WASHINGTON (NEXSTAR) — As a federal judge blocked the Trump administration’s new food stamp work requirement rules, Democrats called for them to scrapped entirely amid concerns about coronavirus.

“There can’t be any sort of means test when you’re in the middle of pandemic,” Rep. Cheri Bustos, D-Ill., said.

“This is one of those of those cases where these philosophical arguments about whether there should be work requirements in order to receive benefits, all of those should be set aside,” Rep. Dan Kildee, D-Mich. added.

The U.S. Department of Agriculture had insisted on pushing through the new work requirements April 1 despite the pandemic. They would bar states from extending food stamps to able-bodied adults without children beyond 90 days and were expected to strip food assistance from about 700,000 Americans.

“I was disappointed, given what is happening. April 1st is not a magical day, just the one they picked on their calendar,” Center on Budget and Policy Priorities senior policy analyst Ed Bolen said in a phone interview.

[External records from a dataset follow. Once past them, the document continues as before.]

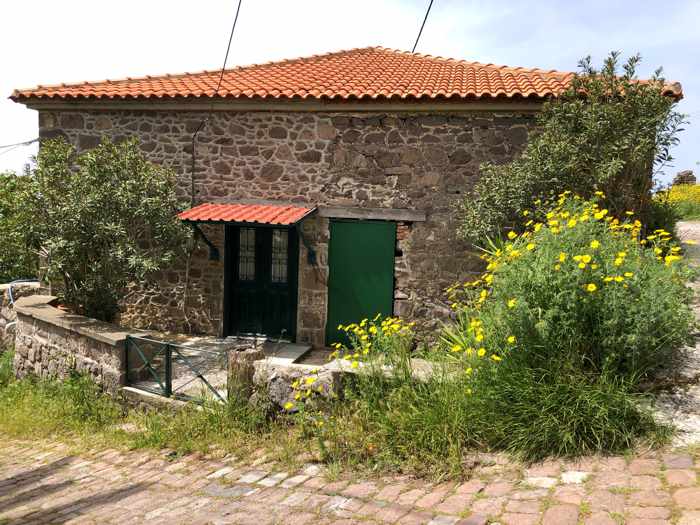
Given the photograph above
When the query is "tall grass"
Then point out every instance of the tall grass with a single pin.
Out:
(77, 410)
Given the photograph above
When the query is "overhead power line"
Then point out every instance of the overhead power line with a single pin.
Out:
(420, 32)
(17, 144)
(211, 107)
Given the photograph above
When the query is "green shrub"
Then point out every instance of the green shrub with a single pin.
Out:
(608, 132)
(103, 218)
(17, 260)
(544, 358)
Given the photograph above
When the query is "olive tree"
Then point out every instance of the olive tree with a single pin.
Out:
(102, 219)
(608, 132)
(17, 261)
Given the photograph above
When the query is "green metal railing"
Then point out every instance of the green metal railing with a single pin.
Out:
(150, 365)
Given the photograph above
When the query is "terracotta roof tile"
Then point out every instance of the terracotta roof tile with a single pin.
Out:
(281, 214)
(367, 73)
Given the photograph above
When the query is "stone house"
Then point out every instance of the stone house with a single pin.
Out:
(323, 189)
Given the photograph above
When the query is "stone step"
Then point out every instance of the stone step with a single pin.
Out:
(284, 353)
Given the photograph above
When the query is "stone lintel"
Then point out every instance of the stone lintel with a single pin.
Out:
(384, 214)
(39, 307)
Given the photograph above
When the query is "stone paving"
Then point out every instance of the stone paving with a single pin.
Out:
(44, 483)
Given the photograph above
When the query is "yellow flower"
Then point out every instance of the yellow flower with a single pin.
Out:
(669, 259)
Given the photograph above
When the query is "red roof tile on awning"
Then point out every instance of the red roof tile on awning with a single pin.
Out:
(282, 214)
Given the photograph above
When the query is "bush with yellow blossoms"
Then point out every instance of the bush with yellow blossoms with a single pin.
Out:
(576, 286)
(382, 339)
(684, 199)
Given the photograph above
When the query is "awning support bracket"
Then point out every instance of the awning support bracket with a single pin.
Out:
(213, 250)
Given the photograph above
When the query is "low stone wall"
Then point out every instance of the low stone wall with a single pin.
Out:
(51, 343)
(8, 293)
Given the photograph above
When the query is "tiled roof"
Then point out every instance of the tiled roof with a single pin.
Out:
(367, 73)
(281, 214)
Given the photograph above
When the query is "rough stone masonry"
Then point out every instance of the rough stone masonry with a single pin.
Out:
(418, 161)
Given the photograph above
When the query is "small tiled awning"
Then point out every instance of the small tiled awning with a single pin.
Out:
(281, 214)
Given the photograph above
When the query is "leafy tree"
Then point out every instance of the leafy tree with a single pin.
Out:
(102, 219)
(608, 132)
(17, 261)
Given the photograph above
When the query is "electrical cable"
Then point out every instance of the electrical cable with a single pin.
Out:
(25, 143)
(194, 163)
(420, 32)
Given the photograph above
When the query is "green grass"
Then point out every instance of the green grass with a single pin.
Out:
(76, 411)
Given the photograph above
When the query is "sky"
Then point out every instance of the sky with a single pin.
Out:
(48, 42)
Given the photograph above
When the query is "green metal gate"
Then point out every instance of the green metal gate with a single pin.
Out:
(361, 266)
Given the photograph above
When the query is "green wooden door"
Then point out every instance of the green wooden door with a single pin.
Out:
(261, 281)
(361, 267)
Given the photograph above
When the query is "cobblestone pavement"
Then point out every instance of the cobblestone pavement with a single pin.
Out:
(44, 483)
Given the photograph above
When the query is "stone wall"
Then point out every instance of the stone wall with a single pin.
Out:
(417, 161)
(8, 317)
(51, 343)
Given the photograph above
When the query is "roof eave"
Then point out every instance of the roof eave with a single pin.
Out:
(285, 104)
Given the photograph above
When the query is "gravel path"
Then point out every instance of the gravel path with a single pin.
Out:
(680, 404)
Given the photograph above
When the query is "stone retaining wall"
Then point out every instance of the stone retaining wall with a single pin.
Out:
(8, 316)
(51, 343)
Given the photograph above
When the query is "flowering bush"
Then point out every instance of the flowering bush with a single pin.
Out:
(544, 357)
(385, 338)
(578, 287)
(684, 198)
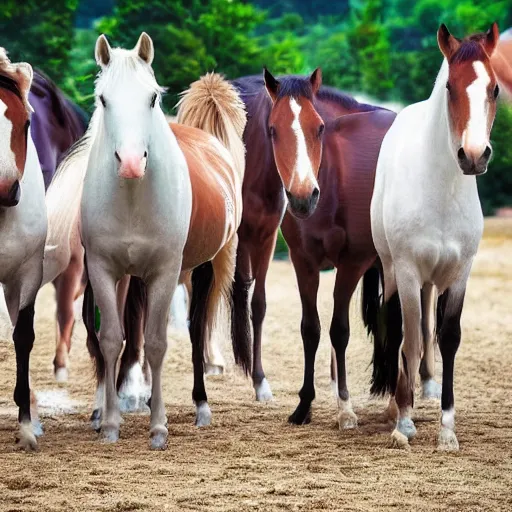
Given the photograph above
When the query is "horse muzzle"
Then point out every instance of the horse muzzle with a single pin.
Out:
(10, 193)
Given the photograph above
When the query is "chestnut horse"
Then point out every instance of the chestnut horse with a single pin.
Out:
(23, 227)
(283, 137)
(56, 125)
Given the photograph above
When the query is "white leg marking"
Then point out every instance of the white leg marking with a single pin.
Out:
(303, 168)
(263, 391)
(346, 416)
(203, 414)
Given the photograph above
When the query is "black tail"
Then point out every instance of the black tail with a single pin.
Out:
(134, 317)
(384, 323)
(241, 323)
(93, 344)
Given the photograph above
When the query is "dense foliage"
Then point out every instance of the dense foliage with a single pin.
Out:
(385, 49)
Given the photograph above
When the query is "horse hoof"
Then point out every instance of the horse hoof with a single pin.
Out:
(203, 415)
(158, 438)
(447, 440)
(431, 390)
(213, 369)
(109, 434)
(301, 416)
(406, 427)
(61, 375)
(347, 420)
(263, 391)
(26, 439)
(37, 427)
(96, 420)
(398, 440)
(128, 403)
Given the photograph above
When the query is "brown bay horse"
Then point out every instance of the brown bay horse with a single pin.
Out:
(284, 138)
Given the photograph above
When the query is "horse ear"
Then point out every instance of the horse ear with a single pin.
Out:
(102, 51)
(24, 76)
(447, 43)
(316, 80)
(145, 49)
(491, 39)
(271, 84)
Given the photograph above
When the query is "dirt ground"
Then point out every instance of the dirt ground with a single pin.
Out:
(250, 458)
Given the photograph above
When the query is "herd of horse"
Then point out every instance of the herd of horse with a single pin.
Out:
(126, 206)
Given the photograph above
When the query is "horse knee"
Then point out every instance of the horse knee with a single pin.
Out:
(259, 307)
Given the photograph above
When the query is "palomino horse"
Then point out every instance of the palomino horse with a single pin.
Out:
(56, 125)
(138, 186)
(23, 227)
(427, 220)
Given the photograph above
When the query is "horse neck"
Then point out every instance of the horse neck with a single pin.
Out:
(439, 160)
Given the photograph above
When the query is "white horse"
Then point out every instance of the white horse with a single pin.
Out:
(135, 213)
(23, 226)
(426, 216)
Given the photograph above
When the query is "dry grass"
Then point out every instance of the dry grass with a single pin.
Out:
(250, 458)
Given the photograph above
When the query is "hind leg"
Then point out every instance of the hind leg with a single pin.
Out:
(409, 290)
(347, 278)
(67, 286)
(430, 388)
(308, 279)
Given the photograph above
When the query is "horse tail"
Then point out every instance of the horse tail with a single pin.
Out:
(63, 200)
(212, 104)
(384, 323)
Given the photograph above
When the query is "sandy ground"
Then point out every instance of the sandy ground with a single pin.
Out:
(250, 458)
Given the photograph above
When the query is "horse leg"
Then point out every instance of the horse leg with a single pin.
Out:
(308, 279)
(111, 343)
(347, 278)
(449, 334)
(159, 295)
(67, 286)
(409, 291)
(430, 388)
(260, 261)
(132, 391)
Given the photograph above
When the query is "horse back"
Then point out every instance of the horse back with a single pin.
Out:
(214, 195)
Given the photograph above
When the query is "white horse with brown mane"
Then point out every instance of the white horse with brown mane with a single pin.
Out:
(23, 226)
(427, 220)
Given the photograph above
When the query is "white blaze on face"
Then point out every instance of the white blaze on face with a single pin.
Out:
(475, 137)
(7, 156)
(303, 169)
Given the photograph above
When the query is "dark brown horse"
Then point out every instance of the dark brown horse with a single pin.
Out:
(285, 132)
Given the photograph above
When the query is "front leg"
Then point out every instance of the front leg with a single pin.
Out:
(308, 279)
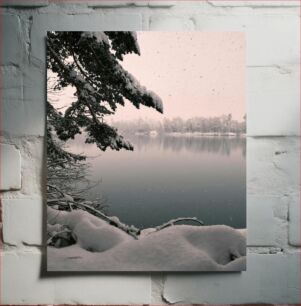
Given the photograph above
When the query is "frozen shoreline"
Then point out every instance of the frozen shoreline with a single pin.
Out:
(103, 247)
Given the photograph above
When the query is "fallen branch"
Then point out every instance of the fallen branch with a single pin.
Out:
(172, 222)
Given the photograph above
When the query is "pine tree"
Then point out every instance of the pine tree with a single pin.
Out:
(91, 63)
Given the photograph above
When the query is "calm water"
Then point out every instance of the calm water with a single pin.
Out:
(173, 176)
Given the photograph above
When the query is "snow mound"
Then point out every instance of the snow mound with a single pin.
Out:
(103, 247)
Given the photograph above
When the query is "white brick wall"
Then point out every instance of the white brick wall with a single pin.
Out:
(273, 163)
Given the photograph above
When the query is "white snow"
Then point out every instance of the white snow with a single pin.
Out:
(103, 247)
(101, 37)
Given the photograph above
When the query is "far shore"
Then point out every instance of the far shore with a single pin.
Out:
(192, 134)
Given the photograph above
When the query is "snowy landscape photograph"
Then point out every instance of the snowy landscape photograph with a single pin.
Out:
(146, 151)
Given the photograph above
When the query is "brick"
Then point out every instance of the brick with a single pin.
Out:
(166, 23)
(273, 93)
(267, 172)
(294, 221)
(13, 50)
(268, 279)
(33, 166)
(260, 219)
(27, 214)
(268, 34)
(23, 104)
(88, 22)
(111, 4)
(161, 3)
(24, 3)
(250, 3)
(10, 167)
(22, 283)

A federal judge halted implementation, calling the policy arbitrary and expressed concern about its impacts on already vulnerable Americans as the country works to slow the spread of coronavirus.

A USDA spokesperson said in a statement that the agency “disagrees with the court’s reasoning” and “will appeal its decision.” Secretary of Agriculture Sonny Perdue said states would have power to waive requirements for individuals impacted by the virus.

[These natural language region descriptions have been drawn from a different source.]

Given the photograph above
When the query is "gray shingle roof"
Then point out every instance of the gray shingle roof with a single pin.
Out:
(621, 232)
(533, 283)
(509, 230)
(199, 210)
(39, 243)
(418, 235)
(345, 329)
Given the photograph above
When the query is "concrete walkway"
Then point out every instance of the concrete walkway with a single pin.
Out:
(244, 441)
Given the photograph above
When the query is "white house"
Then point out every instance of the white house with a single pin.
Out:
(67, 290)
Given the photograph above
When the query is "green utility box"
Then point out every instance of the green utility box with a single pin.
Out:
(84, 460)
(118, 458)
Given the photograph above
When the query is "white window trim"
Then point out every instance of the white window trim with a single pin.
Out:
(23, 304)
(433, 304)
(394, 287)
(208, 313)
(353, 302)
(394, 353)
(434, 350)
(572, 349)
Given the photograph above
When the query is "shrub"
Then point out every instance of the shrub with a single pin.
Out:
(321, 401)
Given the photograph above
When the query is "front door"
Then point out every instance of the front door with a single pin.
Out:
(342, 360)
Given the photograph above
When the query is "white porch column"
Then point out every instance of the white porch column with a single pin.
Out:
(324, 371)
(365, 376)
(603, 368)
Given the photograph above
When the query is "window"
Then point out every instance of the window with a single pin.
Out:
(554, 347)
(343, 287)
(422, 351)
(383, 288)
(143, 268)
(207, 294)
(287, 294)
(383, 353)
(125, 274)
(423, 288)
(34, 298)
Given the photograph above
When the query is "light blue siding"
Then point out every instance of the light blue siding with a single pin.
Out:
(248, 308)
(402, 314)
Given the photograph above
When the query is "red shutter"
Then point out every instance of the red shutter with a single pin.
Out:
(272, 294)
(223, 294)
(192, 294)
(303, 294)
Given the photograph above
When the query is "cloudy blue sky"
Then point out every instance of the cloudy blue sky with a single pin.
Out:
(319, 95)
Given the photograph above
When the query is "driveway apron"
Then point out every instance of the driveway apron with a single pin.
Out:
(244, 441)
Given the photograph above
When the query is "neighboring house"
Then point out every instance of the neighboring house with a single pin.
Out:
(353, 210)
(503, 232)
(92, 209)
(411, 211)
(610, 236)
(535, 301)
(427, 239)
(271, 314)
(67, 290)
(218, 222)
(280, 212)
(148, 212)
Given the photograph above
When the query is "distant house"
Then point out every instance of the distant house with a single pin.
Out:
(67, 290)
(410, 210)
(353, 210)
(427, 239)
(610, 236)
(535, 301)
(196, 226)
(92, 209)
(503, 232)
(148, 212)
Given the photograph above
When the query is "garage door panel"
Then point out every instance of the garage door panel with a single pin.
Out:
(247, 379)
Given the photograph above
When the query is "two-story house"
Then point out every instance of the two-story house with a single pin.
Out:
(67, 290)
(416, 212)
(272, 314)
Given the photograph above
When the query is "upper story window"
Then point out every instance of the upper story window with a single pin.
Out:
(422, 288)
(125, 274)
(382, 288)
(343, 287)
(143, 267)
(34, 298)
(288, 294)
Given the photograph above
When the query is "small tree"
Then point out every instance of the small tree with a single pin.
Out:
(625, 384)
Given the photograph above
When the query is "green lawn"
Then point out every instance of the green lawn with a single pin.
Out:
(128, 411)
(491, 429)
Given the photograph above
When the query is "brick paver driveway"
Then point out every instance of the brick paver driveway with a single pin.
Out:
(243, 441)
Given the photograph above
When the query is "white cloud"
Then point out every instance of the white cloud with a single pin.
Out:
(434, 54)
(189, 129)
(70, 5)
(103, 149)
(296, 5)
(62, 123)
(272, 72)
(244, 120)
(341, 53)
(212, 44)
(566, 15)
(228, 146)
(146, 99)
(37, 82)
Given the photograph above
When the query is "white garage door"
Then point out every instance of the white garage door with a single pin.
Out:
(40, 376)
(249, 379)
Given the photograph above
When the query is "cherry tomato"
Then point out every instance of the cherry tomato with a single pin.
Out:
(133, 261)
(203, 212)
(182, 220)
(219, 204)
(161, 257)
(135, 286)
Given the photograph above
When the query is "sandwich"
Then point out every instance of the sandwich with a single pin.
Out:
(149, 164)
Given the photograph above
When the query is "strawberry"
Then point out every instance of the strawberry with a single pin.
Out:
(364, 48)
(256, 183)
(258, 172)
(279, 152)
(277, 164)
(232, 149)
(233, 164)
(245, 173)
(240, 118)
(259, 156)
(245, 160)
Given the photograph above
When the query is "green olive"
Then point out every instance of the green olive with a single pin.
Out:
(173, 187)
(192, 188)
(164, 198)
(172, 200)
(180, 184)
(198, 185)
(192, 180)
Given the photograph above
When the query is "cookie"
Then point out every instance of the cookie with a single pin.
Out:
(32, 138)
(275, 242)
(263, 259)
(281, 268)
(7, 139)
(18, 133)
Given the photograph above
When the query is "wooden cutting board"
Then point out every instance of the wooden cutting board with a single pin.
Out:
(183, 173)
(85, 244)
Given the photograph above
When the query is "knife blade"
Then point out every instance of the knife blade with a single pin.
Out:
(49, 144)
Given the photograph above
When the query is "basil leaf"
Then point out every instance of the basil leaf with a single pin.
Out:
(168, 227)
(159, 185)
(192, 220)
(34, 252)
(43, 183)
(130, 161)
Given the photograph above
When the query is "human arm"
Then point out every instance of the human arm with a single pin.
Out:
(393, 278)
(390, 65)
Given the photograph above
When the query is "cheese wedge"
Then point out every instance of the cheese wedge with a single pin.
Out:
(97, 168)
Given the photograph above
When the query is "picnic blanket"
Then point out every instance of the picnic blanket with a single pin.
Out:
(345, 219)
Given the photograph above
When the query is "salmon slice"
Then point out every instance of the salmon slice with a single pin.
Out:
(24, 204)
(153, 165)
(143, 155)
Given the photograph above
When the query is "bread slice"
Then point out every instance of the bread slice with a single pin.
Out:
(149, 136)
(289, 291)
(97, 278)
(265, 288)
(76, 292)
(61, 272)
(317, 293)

Bolen, of the CBPP, applauded the judge’s decision, saying the work requirements defy research. He agreed the coronavirus will make it extremely difficult for people to find work.

Congress is working to extend benefits to impacted families. A plan from the Democrat-led House would invest $1 billion in food service programs, and suspend work and work training requirements for food stamps during the pandemic.

“We’re concerned about people that are not working,” Rep. Robin Kelly, D-Ill., said.

“I think on the food access sides, it has the potential to be a good response, mostly because it’s going to be flexible for states,” Bolen said of the bill.

The Senate could pass the plan this week.